Allow to set severity per signature

[kwin]

This closes #252 and #219

[kwin]

@uschindler I don't know enough about Gradle to add that functionality there as well. Is it acceptable to only allow that parametrisation from Maven for now?

[uschindler]

I have not checked this at all. You also need to add the command line settings. Gradle is as simple as Maven. Just add getters and setters like in Maven or Ant.

[kwin]

@uschindler Any chance to include this in a release?

[uschindler]

Oh haven't seen that you updated it for Gradle.... Will need to review

[uschindler]

This looks good. I like that we now have finally a SuppressionResult. All the methods returning String was a bit of desaster. I wanted to change this since long time, but it was too much work. But you took care of it. Thanks!
There is a small incompatibility with Java 7 (the current minimum version), I will fix it! (Map#getOrDefault() is missing).

[uschindler]

getOrDefault does not exist in Java 7, which is still minimum version. Will fix this later.

[uschindler]

This is the compile failure with Java 7:

compile:
    [mkdir] Created dir: C:\Users\Uwe Schindler\Projects\lucene\forbidden-apis\forbidden-apis\build\main
     [copy] Copying 87 files to C:\Users\Uwe Schindler\Projects\lucene\forbidden-apis\forbidden-apis\build\main
    [javac] Compiling 29 source files to C:\Users\Uwe Schindler\Projects\lucene\forbidden-apis\forbidden-apis\build\main
    [javac] C:\Users\Uwe Schindler\Projects\lucene\forbidden-apis\forbidden-apis\src\main\java\de\thetaphi\forbiddenapis\Signatures.java:451: error: cannot find symbol
    [javac]     return severityPerSignature.getOrDefault(key, failOnViolation ? ViolationSeverity.ERROR : ViolationSeverity.WARNING);
    [javac]                                ^
    [javac]   symbol:   method getOrDefault(String,ViolationSeverity)
    [javac]   location: variable severityPerSignature of type Map<String,ViolationSeverity>
    [javac] 1 error

[uschindler]

This commit fixes the Java 7 problem: 2a91113

I will do some further checks and adjust. This is a good first step. Thanks!

[uschindler]

I have to fix the ant task because it only allows to set supressed signature one (via attribute), but to set multiple ones.
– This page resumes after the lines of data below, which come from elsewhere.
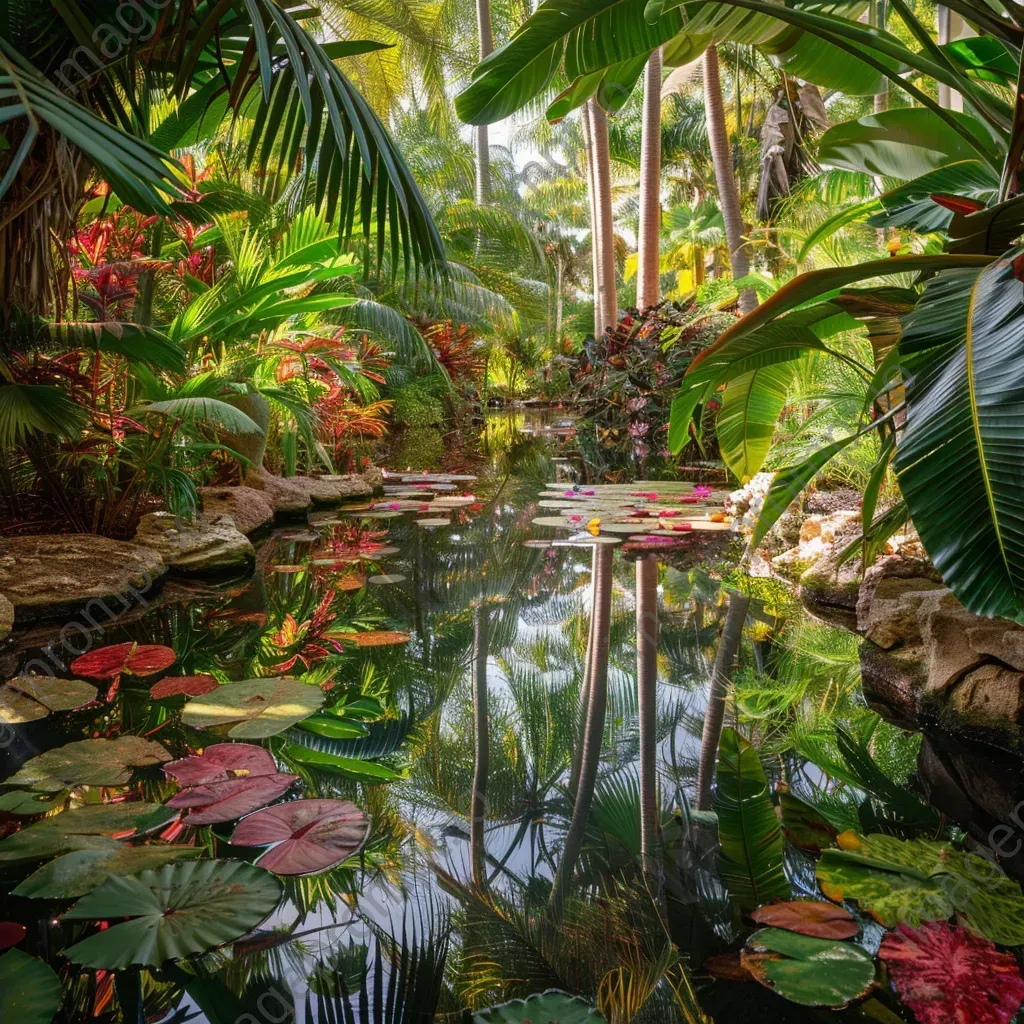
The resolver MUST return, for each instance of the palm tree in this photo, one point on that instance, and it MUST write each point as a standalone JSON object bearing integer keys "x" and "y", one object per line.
{"x": 728, "y": 192}
{"x": 648, "y": 240}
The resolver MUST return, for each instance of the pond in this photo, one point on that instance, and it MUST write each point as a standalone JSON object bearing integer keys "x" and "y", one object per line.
{"x": 433, "y": 647}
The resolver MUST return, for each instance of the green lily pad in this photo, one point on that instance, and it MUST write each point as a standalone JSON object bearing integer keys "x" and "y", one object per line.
{"x": 260, "y": 707}
{"x": 177, "y": 910}
{"x": 89, "y": 762}
{"x": 551, "y": 1007}
{"x": 82, "y": 870}
{"x": 31, "y": 697}
{"x": 30, "y": 990}
{"x": 812, "y": 972}
{"x": 89, "y": 827}
{"x": 913, "y": 881}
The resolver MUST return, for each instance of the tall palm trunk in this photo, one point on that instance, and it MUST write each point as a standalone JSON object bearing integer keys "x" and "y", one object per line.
{"x": 595, "y": 247}
{"x": 728, "y": 192}
{"x": 715, "y": 713}
{"x": 481, "y": 747}
{"x": 486, "y": 46}
{"x": 605, "y": 222}
{"x": 647, "y": 634}
{"x": 649, "y": 236}
{"x": 593, "y": 734}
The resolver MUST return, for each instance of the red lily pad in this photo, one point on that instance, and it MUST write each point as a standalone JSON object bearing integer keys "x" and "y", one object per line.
{"x": 193, "y": 686}
{"x": 10, "y": 934}
{"x": 226, "y": 781}
{"x": 119, "y": 658}
{"x": 947, "y": 975}
{"x": 808, "y": 916}
{"x": 305, "y": 837}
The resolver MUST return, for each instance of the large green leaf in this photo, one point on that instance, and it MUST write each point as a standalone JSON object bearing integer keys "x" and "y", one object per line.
{"x": 809, "y": 971}
{"x": 751, "y": 408}
{"x": 89, "y": 827}
{"x": 88, "y": 762}
{"x": 593, "y": 35}
{"x": 80, "y": 871}
{"x": 751, "y": 858}
{"x": 177, "y": 910}
{"x": 260, "y": 707}
{"x": 30, "y": 990}
{"x": 902, "y": 143}
{"x": 911, "y": 881}
{"x": 960, "y": 455}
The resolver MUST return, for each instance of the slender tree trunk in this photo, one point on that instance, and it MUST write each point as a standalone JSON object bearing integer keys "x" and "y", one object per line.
{"x": 715, "y": 714}
{"x": 649, "y": 236}
{"x": 588, "y": 668}
{"x": 481, "y": 747}
{"x": 647, "y": 634}
{"x": 593, "y": 735}
{"x": 605, "y": 222}
{"x": 486, "y": 46}
{"x": 728, "y": 192}
{"x": 595, "y": 246}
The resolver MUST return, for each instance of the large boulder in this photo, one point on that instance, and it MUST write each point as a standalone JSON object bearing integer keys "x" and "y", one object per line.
{"x": 248, "y": 507}
{"x": 203, "y": 545}
{"x": 6, "y": 616}
{"x": 65, "y": 569}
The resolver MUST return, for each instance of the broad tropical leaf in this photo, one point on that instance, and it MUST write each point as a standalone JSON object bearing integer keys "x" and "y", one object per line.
{"x": 177, "y": 910}
{"x": 958, "y": 457}
{"x": 751, "y": 859}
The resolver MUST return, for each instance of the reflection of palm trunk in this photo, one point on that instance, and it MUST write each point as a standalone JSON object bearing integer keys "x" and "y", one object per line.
{"x": 728, "y": 192}
{"x": 647, "y": 630}
{"x": 588, "y": 668}
{"x": 593, "y": 734}
{"x": 649, "y": 236}
{"x": 595, "y": 246}
{"x": 605, "y": 221}
{"x": 481, "y": 747}
{"x": 715, "y": 714}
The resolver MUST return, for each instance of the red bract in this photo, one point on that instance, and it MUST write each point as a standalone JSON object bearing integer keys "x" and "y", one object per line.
{"x": 135, "y": 659}
{"x": 946, "y": 975}
{"x": 194, "y": 686}
{"x": 305, "y": 836}
{"x": 226, "y": 781}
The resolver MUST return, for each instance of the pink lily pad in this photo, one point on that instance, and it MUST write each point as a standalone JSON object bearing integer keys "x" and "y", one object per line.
{"x": 305, "y": 837}
{"x": 194, "y": 686}
{"x": 226, "y": 781}
{"x": 133, "y": 658}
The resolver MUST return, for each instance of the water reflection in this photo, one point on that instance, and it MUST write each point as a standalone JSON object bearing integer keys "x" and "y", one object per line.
{"x": 530, "y": 808}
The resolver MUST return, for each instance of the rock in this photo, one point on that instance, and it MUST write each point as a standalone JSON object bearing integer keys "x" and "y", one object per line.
{"x": 206, "y": 545}
{"x": 65, "y": 569}
{"x": 6, "y": 616}
{"x": 248, "y": 507}
{"x": 989, "y": 697}
{"x": 288, "y": 496}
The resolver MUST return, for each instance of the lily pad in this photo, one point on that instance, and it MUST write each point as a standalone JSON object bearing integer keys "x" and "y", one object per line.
{"x": 551, "y": 1007}
{"x": 193, "y": 686}
{"x": 943, "y": 973}
{"x": 89, "y": 762}
{"x": 82, "y": 870}
{"x": 808, "y": 916}
{"x": 913, "y": 881}
{"x": 260, "y": 707}
{"x": 30, "y": 990}
{"x": 811, "y": 972}
{"x": 31, "y": 697}
{"x": 88, "y": 827}
{"x": 121, "y": 658}
{"x": 305, "y": 837}
{"x": 226, "y": 781}
{"x": 177, "y": 910}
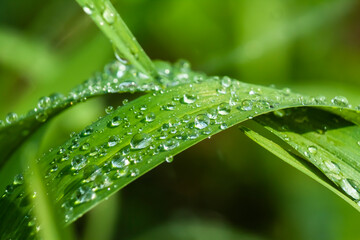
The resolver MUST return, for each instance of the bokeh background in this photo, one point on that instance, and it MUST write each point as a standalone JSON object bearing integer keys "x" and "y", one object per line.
{"x": 223, "y": 188}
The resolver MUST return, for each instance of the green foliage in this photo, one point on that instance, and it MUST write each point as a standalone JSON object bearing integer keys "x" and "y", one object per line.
{"x": 181, "y": 107}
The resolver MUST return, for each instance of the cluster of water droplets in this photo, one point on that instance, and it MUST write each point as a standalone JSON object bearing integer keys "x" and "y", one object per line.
{"x": 129, "y": 141}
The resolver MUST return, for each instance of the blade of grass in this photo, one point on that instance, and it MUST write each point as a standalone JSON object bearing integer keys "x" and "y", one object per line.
{"x": 109, "y": 21}
{"x": 139, "y": 136}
For it to work there needs to be a subelement for this, e.g. look at this: https://github.com/policeman-tools/forbidden-apis/blob/main/src/main/java/de/thetaphi/forbiddenapis/ant/BundledSignaturesType.java

Of course documentation needs update, too.

[uschindler]

Hi @kwin,
can you look at PR #262. It fixes the problems with Ant configuration. Unfortunately, the Maven project config format is the worst for developing plugins like this as the types allowed in the maven config are just key/multi-values with fixed types only. Theres no real structure possible.

Ant was changed to add the severityOverride using subelements:

    <forbiddenapis classpathref="path.all" targetVersion="${jdk.version}">
      <fileset refid="main.classes"/>
      <bundledSignatures name="jdk-unsafe"/>
      java.util.Locale#ENGLISH @ We are speaking chinese here!
      java.lang.** @ You are crazy that you disallow all java.lang
      java.io.** @ You are crazy that you disallow all java.io
      <severityOverride severity="warning">java.util.Locale#ENGLISH</severityOverride>
      <severityOverride severity="debug">
        java.lang.**
        java.io.**
      </severityOverride>
    </forbiddenapis>

I will have a separate look at Gradle, too. Gradle is also more flexible, so it might be better to set the priority using a "map" like structure there, too. Gradle is not limited to simple setters, you can call all the methods provided by the task. So separating into the 2 lists of sigantures is not ideal.

If I do not have a better idea, I'd like to release 3.9 soon. People are waiting already.

Can you just have a quick look on the PR?

[uschindler]

I marked the new API/setting with @Incubating in the Gradle task.